Friday, April 24, 2009

"When will my Ship roll in, when will I sail away?...take me away..."

I feel like I disappoint everyone...

I am in need of a Confidence Transplant... STAT!

My loneliness I feel is both my fault, and also other people's ignorance, and refusal of not taking the time to really get to know me...

Jayson reminded me the other day (and no offence to anyone reading this) he is, and will be the only best friend, real friend I will ever have...

He knows me, he knows how I sleep at night, no covers, hate my feet covered etc etc, and he knows how I like my tea, and he knows when I start to massive clean it means I am bothered by something, he knows when I need to escape my reality, or to tell me to go to bed when I get way to giddy and ridonkerous, as I tend to get when clearly I need to sleep....the list goes on...

Some of my 'girl' friends have no clue about me, I mean I can have good conversations with them, but with some of them, when it comes time to get raw and real, and see the pain I am going through they high tail it out of there, they want a feel good time, not real time with me...

And I am also afraid I will never get out of my Mother's shadow...I feel like at times I am just like her (which is not one of my aspirations by far, as I have not talked to her in 2 1/2 years), and that people look at me coming and go 'oh God she is coming, she is so annoying', and basically that is when I really but do not, but really want to say "bite me and deal with who I am"...

I get excited, I get loud, I get passionate about things, I also get convicted of things, and I am honest and sometimes my gal pals can not handle pure 100 percent honesty......but is that confidence I asked myself the other day?.....and I am not sure anymore...because as loud and as excited as I can get, I also can get silent, and avoid, and sit in a corner in a room full of interesting people and say nothing to any of them, I am a watcher, observer...

I heard a story once about a woman who came down with a terminal illness, and she refused to tell anyone, she had felt such like I do now about my surrounding friends, and she felt that she did not want them to be all sad around her, and have the looks, and most of all for those feel good friends, she did not want them to flock to her for the only purpose but to satisfy their guilt of all those absent times, and just being a feel good seeker, and she died, and after they all came 'round for the funeral, and crying, and wailing, so upset she was gone, wishing they had both known and could of been there for her in life.....And most of all they could not understand why she said nothing?...

Before Jayson's Mom died (and no she is not the woman in whom I was referring) her biggest thing is that she did not want to be forgotten, and everyday now I remember her, tell my kids about her, she will never be forgotten in my home or anyone in whom I have the opportunity to tell about her...

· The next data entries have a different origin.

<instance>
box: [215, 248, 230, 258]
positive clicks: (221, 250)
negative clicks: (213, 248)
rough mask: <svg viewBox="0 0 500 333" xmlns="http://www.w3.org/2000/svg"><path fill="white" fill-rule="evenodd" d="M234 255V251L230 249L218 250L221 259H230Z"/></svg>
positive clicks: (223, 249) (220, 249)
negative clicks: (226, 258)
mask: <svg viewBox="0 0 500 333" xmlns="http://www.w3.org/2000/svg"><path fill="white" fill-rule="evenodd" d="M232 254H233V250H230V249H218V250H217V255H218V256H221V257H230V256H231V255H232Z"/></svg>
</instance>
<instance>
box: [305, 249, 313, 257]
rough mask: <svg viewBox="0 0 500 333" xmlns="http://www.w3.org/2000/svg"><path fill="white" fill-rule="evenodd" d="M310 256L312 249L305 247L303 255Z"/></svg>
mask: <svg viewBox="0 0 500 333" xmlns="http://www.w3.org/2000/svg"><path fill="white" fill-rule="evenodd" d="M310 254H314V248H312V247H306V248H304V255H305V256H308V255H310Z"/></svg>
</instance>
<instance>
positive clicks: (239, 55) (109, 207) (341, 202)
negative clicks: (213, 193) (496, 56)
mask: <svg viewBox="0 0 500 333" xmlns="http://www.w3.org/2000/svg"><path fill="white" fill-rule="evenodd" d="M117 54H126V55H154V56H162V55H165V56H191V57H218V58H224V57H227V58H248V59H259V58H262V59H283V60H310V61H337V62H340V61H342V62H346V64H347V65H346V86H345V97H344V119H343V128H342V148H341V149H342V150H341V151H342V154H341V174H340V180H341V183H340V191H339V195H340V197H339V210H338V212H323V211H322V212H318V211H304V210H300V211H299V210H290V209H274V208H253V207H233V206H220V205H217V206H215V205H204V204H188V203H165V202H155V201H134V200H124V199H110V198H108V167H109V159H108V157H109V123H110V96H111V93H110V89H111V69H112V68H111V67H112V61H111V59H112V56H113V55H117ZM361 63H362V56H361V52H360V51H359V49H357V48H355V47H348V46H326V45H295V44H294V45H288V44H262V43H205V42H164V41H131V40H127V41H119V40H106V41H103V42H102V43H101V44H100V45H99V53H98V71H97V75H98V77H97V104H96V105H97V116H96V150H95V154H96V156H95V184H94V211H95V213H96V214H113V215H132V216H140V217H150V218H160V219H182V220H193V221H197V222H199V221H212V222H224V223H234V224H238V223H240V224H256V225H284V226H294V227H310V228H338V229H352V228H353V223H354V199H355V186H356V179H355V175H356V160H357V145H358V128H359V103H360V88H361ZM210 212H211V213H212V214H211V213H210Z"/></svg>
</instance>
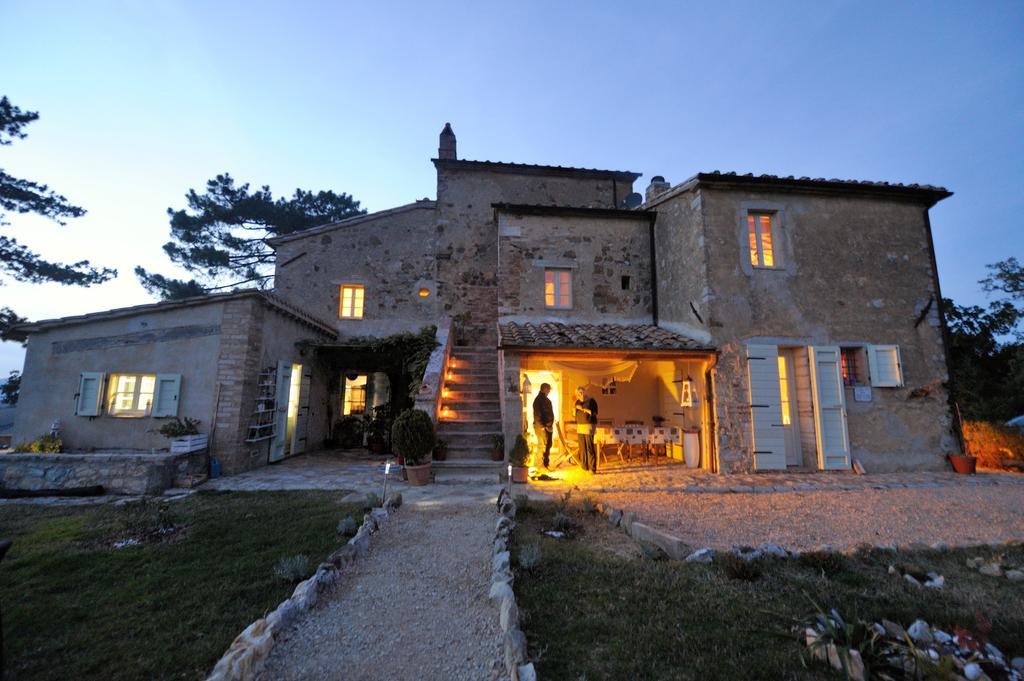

Why do I feel like I will be forgotten?

Is it my circumstances?
That my side of the family has turned away from me?
Or my feel good friends? That I feel I love way more than they love me?
Why do I allow my heart to care so much for people that much rather walk away from me?
How come when I get real and raw in my blog people never comment?

If I die, whenever God decides to take me home, will anyone or can anyone honesty say they had a real understanding of me other than Jayson?

I don't know...

But my life does not hinge on that...

I just want people to say when it is all said and done, is that I did love and I lived with a huge heart for the Father!

***Missing my Nan...***

2 comments:

Matt said...

I'm really sorry to hear you feel like that Autumn. I know the feeling because I too have felt like no one would even remember who I am. Thank you for being there for me, and likewise I want to be there for you. Please message me whenever you want to and if I'm not around I'll get back to you as soon as I can.

Aphra said...

I LIKE your passion!!
I have a friend who lost his wife to cancer almost 2 years ago and every day he and the 3 kids remember her. I thought it was a bit much and preventing them from moving on (being the logical thinker that I am) but I think after reading your post, I understand that better.